10. It appears LogInOut is leaving the multi-language notice on the seats of cars destined for America that indicates we'd like to keep our plates. There was a stack of them on the desk inside LogInOut.


----------



## bruza (Sep 3, 2010)

:rofl: Sounds like we were both in Europe at roughly the same time. I should've contacted you all (since it sounds like you guys def had more fun).


----------



## dima123 (Jul 7, 2005)

Love the Color might be my next car!!! With a red interior. Enjoy Europe!!


----------



## Gluhwein (Aug 21, 2011)

Even though I'll be heading over there in two months, I am really jealous of your car. It looks gorgeous, especially after you washed it.


----------



## F32 N55 (Jun 12, 2014)

FlyingLow78 said:


> 8. I sped at least a bit pretty much everywhere (although not as badly in the Netherlands and Austria) and I expect some tickets in a few weeks. Since I go to Europe a couple times a year I'll have to pay.

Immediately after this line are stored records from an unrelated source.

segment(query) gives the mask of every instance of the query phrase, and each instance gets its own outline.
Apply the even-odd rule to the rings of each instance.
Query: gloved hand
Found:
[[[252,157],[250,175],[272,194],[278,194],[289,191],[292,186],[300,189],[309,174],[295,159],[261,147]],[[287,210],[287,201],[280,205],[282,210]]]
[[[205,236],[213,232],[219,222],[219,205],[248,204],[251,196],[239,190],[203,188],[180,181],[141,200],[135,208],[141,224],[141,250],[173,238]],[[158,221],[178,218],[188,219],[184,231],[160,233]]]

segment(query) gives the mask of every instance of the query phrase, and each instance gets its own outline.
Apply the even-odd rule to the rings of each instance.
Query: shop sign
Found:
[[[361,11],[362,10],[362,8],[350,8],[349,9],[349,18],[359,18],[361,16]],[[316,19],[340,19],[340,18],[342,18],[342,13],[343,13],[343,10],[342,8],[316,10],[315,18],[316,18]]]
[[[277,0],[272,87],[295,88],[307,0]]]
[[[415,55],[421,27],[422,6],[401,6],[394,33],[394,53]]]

Just paid my own Switzerland speed camera ticket. $760 USD.


----------



## Gary J (Dec 18, 2013)

Does it go by how much over the limit? That's a bit steep.


----------



## Fairfield1285 (Sep 8, 2014)

*Congrats!*

I was searching through the forums to find out how long my 335i xDrive would sit at the Munich Airport drop off and found your post. Thats my 335i xDrive next to your M3! I dropped it off 12/3, Wednesday morning at 9AM. :beerchug:


----------



## rmorin49 (Jan 7, 2007)

Awesome car, great trip, nice pics. Thanks for posting.


----------



## need4speed (May 26, 2006)

All well that ends at the Welt! N4S


----------



## visi107 (Mar 20, 2013)

Regarding your winter tires, did you rent them there or did you order the car with winter tires and it was delivered to US that way.


----------